Is Canonical Weighing Other E-Mail Options with Thunderbird?
Few people are as passionate about their e-mail clients as they are about, say, browsers or phones. But that certainly doesn’t mean all mail apps were created equal, as Canonical showed recently when it commissioned a comparison of the open source clients Thunderbird and Evolution. Here’s a look at some of the findings.
The Thunderbird standalone e-mail client enjoys relatively wide popularity. Developed by Mozilla, it runs on pretty much every modern operating system out there, and has been around for nearly a decade.

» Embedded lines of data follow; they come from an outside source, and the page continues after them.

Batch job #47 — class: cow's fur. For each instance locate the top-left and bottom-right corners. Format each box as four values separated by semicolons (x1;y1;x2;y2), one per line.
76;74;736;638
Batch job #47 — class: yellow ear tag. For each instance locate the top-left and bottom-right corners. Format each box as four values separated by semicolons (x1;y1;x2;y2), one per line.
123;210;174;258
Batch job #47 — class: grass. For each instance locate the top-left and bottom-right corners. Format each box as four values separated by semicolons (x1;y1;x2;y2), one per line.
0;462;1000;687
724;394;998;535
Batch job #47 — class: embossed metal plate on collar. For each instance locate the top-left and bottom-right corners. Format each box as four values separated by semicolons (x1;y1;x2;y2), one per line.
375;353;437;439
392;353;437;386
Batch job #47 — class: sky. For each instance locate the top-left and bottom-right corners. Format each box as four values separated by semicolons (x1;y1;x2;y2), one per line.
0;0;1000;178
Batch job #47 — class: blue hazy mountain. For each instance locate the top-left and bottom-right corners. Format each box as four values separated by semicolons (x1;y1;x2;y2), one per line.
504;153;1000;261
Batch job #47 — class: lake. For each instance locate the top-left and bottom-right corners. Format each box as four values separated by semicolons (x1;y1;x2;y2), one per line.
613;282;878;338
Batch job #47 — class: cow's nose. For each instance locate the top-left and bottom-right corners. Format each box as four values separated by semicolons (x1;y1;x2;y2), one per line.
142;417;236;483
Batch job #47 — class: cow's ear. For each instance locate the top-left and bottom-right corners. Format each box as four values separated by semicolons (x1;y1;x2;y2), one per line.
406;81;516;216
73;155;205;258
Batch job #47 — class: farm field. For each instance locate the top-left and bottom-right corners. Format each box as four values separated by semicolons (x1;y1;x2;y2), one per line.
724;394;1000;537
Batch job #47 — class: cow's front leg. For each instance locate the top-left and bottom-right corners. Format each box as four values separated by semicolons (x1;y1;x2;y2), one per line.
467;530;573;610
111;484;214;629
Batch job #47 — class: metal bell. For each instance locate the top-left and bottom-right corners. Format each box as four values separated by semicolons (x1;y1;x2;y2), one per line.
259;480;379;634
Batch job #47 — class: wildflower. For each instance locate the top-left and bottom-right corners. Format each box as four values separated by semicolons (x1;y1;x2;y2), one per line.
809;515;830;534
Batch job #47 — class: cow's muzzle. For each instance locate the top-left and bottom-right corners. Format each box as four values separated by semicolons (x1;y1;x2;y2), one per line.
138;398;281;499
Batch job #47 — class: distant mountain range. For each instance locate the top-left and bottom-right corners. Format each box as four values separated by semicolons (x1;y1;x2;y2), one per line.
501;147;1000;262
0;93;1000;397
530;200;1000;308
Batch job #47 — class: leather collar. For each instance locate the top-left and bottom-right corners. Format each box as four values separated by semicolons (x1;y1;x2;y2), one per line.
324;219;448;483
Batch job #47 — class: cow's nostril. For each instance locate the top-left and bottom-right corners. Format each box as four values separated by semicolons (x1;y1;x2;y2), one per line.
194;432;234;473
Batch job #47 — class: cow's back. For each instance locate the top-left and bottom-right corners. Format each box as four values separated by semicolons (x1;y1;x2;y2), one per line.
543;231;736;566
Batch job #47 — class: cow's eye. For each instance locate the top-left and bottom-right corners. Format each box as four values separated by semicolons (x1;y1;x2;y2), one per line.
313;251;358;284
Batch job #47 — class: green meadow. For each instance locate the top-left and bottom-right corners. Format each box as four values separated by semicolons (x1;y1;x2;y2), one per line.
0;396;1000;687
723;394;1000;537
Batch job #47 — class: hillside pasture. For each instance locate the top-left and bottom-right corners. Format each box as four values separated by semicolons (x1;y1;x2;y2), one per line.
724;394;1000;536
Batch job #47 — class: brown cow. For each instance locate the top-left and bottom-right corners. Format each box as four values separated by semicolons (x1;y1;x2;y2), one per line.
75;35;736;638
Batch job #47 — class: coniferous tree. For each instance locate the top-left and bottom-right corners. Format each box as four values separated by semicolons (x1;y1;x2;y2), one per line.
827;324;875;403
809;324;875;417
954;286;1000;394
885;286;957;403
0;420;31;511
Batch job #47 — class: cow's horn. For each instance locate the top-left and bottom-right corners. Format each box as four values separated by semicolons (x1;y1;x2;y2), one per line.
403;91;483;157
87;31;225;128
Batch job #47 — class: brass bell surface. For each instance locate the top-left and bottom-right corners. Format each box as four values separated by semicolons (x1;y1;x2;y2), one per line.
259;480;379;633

In contrast, Evolution, a mail application for the GNOME desktop that ships with Ubuntu, is well-known only inside the Linux world. A build is now available for Windows (and in the past a more DIY solution was available via the win32-evolution project), but I’d be willing to bet quite a lot of money that the number of installations of Evolution on Windows is minuscule. (I will add, however, that I myself ran Evolution on a Windows machine back in the heady days of 2008, with mixed results.)
Thunderbird vs. Evolution
As Charline Poirier of Canonical wrote, the company earlier this summer commissioned an external usability analysis of Thunderbird and Evolution. The resulting report found a number of strengths in both clients, as well as places for improvement. On the whole, however, Evolution turned up somewhat more difficulties deemed “severe,” including trouble setting up accounts and navigating the main mail interface.
Canonical’s motivation for undertaking the study isn’t clear, but I’m left to presume that it’s considering replacing Evolution with Thunderbird as the default mail client in upcoming Ubuntu releases. If that happens, it would be significant in signaling yet a further step away from the GNOME community. The decision to switch from the GNOME desktop to Canonical’s in-house Unity interface in Ubuntu 11.04 was the first major break between GNOME and Canonical. (Lest I be accused of spreading FUD, I will point out that traditional GNOME remains available as a choice at login time for Ubuntu 11.04 users, but by default their systems run Unity.)
Is Offline E-Mail Obsolete?
I also wonder, however, how much offline e-mail clients actually matter in the age of the cloud. According to one survey, the only standalone mail application with major market share is Outlook, a dominance that likely stems from Outlook’s tight integration into Microsoft’s solutions for business customers. After Outlook, Web-based clients top the list.
Thunderbird, despite its position as the preeminent open source e-mail client, retains only 2.4 percent of the market, according to the survey. Evolution isn’t mentioned, falling only into the “Others” category, with 8 percent market share.
Granted, the survey may or may not be accurate and objective, and the preferences of Linux users could diverge significantly from those of Internauts as a whole. But writing from anecdotal experience, as someone who hasn’t seriously used an offline e-mail client in either a personal or professional capacity in several years, I have deep doubts over whether many people running Ubuntu care very much whether it ships with Thunderbird or Evolution.
I’d rather see Canonical focus on building an even better cloud-centric experience for Ubuntu users than pumping resources into applications that are more difficult to deploy across different platforms. I wouldn’t even mind if Ubuntu came with no preinstalled offline mail client. After all, it’s easy enough to download one in the Software Center if desired.